Jamal Hadi Salim jhs@mojatatu.com writes:
On Tue, Dec 5, 2023 at 1:58 PM Brandeburg, Jesse jesse.brandeburg@intel.com wrote:
Hi everyone,
(regarding the list, the home page is https://lists.netdevconf.info/postorius/lists/net-power.netdevconf.info/)
I think we don’t have a lot of subscribers yet to this list (hey Jamal you should subscribe!)
Already subscribed and pinged other people interested as well.
– invite your power-concerned friends and colleagues.
Toke and I were chatting offline about this problem of power management in networking.

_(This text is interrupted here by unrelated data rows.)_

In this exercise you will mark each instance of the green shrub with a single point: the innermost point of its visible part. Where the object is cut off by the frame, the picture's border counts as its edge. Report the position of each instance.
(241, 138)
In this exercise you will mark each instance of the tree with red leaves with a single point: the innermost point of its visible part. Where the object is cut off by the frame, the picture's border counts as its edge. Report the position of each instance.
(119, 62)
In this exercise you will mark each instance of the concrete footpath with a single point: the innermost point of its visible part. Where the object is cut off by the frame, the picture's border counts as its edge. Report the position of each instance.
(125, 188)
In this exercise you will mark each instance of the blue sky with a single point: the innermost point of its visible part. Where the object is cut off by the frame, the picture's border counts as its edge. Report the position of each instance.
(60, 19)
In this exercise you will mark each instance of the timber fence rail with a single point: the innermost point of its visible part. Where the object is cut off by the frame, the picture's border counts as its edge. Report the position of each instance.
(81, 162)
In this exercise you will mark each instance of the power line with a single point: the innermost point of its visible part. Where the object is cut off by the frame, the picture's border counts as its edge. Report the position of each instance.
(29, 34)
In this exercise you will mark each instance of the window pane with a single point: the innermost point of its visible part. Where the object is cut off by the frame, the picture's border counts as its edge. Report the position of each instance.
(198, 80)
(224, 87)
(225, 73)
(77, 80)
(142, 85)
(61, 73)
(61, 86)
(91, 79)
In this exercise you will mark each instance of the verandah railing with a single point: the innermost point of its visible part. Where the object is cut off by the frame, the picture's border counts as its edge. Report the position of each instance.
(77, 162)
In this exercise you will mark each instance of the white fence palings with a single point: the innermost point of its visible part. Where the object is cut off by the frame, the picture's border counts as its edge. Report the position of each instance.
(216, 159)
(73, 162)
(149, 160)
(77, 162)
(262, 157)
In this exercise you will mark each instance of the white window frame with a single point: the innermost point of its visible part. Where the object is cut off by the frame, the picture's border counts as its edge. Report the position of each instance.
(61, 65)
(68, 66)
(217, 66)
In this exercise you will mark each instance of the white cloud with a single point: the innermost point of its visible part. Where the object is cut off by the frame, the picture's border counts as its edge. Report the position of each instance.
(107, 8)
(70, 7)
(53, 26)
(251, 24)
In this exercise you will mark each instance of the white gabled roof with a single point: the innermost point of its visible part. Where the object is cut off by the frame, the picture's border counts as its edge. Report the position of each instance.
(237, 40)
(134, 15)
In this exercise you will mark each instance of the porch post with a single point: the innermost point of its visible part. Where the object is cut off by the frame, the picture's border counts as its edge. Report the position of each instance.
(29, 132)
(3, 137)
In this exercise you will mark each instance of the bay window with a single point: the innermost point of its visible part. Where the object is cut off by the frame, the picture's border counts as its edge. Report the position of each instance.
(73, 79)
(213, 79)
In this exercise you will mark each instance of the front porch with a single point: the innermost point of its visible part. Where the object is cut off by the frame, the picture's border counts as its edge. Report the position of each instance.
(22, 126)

We thought it might be a useful start to figure out a good set of benchmarks to demonstrate “power vs networking” problems. I have a couple in mind right away. One is “system is sleeping but I’m trying to run a latency sensitive workload and the latency sucks” Two is “system is sleeping and my single-threaded bulk throughput benchmark (netperf/iperf2/neper/etc) shows a lot of retransmits and / or receiver drops”
our goal is to collect power use on the _whole system_ for given network bound workloads i.e not just on the CPU side. If we can collect data on how much the NIC is drawing from the PCI bus as well that would be a very useful breakdown. If you have a good understanding of your server maybe that info derived by deduction (collect the power bar draw and subtract what you the CPU uses). Our use case is on offloads: Example, if i can offload TLS on a NIC that draws 45W from the PCI bus vs running the same infra workload on the host which will costs 100W then i can see a clear win on the offload case etc.
I agree, but I don't think this is necessarily limited to offloads. In many cases, the "offload" is just another CPU core that happens to be sitting on the NIC instead of in the host. So absolutely, moving something into an offload can save power, but so can moving it across CPU cores (if it means that some of the now-idle cores can go to sleep). So we need a system for (self-)tuning that can take both into account.